Annual precipitation is a major factor affecting vegetation growth of alpine grasslands. Increased precipitation affected the survival and reproduction of pika by altering vegetation biomass and height [73]. Excessive summer rainfall can affect the survival rate of juvenile pika [42], while winter snowfall impacts pika foraging [74,75]. Our results also showed that annual precipitation and the precipitation of the driest month had a significant effect on pika density, and pika density responded diversely to them across different years. These results indicated that long-term monitoring is necessary to reveal these differences, owing to the important role of annual precipitation and the precipitation of the driest month in constructing a niche model to simulate pika distribution and evaluate pika density [25,26].
Our results indicated that the suitable elevation for pika in Gannan Tibetan Autonomous Prefecture ranged from 3400 to 3700 m, with almost no pika distribution below 3250 m or above 3750 m.
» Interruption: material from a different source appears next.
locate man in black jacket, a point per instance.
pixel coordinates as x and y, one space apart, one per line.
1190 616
This may be attributed to this elevation range being the suitable habitat environment and food resources for pika [76,77]. Our results also found that pika distributed in the areas with a slope in a range of 0.16~2.45°. A steep slope may lead to poor soil conditions for vegetation growth and low vegetation biomass [77,78]. Additionally, steep slopes can prevent pika from detecting predators, while flat ground may lead to water accumulation and flooding [79]. These factors are all unfavorable for pika survival. Notably, pika preferred to live on south-facing or southeast-facing aspects, as south-facing burrows were conducive to maintaining higher ambient temperatures in winter [80]. Previous studies have shown that vegetation is also an important factor influencing pika density [21,25,27]. However, our study indicated that NDVI did not have a significant impact on pika density. This could be attributed to the favorable water and heat conditions supporting the better vegetation in our study region [81].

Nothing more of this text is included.